Le Temps

La Lune fait à nouveau rêver

Missions robotisées, vols habités, station en orbite, base au sol… Cinquante ans après Apollo 8, premier vol habité autour de notre satellite, les projets se multiplien­t

- VAHÉ TER MINASSIAN

En décembre 1972, les membres de la mission Apollo 17 quittent le sol lunaire pour retourner vers la Terre. Depuis, plus aucun humain n’a foulé le sol de notre astre. Le contexte pourrait être en train de changer: le 11 décembre dernier par exemple, le président américain, Donald Trump, a signé une directive prônant le retour d’astronaute­s sur la Lune. D’autres projets sont en cours. Etat des lieux.

C’était le 21 décembre 1968. Ce jour-là, l’équipage d’Apollo 8 décollait du Centre spatial Kennedy pour un voyage qui fera date dans l’histoire de la conquête spatiale: le premier vol habité en direction de la Lune. Consistant en dix révolution­s autour de notre satellite sans atterrissa­ge, la mission reviendra triomphale­ment sur Terre au bout de six jours. Elle donnera une longueur d’avance aux Etats-Unis, opposés aux Soviétique­s dans la «course à la Lune».

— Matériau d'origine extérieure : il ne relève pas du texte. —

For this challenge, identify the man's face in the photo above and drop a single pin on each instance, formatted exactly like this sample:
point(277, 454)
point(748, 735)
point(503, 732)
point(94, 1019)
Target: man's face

Alors que l’on s’apprête à célébrer le cinquanten­aire de cet exploit, l’astre sélène revient au centre des préoccupat­ions des agences spatiales. Dernière annonce sensationn­elle en date: le 11 décembre 2017, le président américain Donald Trump a signé la Space Policy Directive 1, visant à renvoyer des astronaute­s états-uniens vers la Lune en préparatio­n d’une mission habitée vers Mars. «Cette fois, a-t-il annoncé – Jack Schmitt, le dernier membre de l’équipage d’Apollo 8 encore vivant à ses côtés –, il ne s’agira pas seulement de planter notre drapeau et de laisser notre empreinte. Nous établirons une base pour une mission vers Mars et peut-être au-delà.»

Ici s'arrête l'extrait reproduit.